As search engine optimization continues to become more complex and rankings in search results become more contested, new strategies and targets for brands continue to emerge. Small businesses and brands cannot realistically expect to rank highly in more generic search results, as the competition is simply too steep and established. This has been one of the big reasons why local SEO has become increasingly popular with smaller and local-based brands seeking to connect with audiences. Many of the same dynamics of SEO apply here, but what are the main components of local SEO that you need to understand? Let’s review them here so that you’ll be ready to formulate a cohesive local strategy.
It should go without saying that local SEO emphasizes delivering nearby, relevant results to those looking for answers or solutions. Search engines use a variety of algorithms and methods to determine whether your content is relevant to a given person. This can include – but is not limited to – the amount of content present on your site, the frequency at which your NAP are mentioned, what keywords you are targeting, whether your website is optimized for mobile searches, and a variety of other data-points. In short, it is important to emulate the user experience, pinging servers with all of the information, answers and details they might wish to find. This will help you rank for as many locally-relevant search results in your niche as possible.
Perhaps the most important element in local SEO is the distance between the location of the brand and the location of the person. Especially when dealing with mobile search results, search engines like Google and Bing do their best to display results that are most relevant to the user’s location. This is why NAP (Name, Address, Phone Number) is so critical for businesses that wish to be seen by nearby users. Ultimately, the distance between the searcher and the business – when weighed against the competitiveness of the niche – will determine how prominently any listing ranks in a given SERP.
Is your brand well known among your target audience? Is it generating the amount of online attention you’d like to see, or are you relatively new to the scene?
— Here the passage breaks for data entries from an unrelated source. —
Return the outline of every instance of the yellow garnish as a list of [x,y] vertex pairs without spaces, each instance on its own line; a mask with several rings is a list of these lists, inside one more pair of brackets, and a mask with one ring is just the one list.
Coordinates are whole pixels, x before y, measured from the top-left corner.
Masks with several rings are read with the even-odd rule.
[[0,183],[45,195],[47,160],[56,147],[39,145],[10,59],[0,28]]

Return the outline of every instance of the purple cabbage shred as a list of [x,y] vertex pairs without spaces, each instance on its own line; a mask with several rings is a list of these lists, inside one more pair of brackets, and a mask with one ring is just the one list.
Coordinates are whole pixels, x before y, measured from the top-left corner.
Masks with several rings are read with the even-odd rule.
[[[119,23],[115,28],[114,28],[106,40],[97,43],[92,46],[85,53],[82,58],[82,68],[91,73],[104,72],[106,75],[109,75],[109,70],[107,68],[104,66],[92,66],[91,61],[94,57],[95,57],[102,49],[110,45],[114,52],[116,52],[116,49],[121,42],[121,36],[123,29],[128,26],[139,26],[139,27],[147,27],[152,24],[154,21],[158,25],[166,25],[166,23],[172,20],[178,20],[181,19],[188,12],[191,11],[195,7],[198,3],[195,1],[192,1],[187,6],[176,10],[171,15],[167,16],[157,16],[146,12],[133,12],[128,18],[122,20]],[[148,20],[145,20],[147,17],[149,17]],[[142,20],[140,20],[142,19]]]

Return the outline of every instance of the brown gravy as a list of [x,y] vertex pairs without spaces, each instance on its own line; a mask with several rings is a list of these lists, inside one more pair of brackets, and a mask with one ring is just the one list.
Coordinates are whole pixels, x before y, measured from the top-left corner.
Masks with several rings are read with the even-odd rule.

Questions like these will help you determine how well you rank in the third component of local SEO. In short, the amount of discussion and interaction with your brand – from backlinks to reviews left on sites like Yelp and Google – help search engines figure out where to place a local business or brand in a given SERP. If you have just formed your brand online, then there likely won’t be too much discussion occurring about the quality of your products or services. This is primarily the biggest challenge many small and local businesses face: without lots of people pinging servers and commenting about you, search engines will be skeptical to rank you highly. Over time, however, the buzz surrounding your brand can grow and with it, your potential to rank prominently.
The three main components of local SEO – the relevance of your content, the proximity of your brand to people and the amount of buzz online about it – all determine your base rankings. With this information in mind, you can better formulate a plan that shores up your weaknesses and highlights your strengths.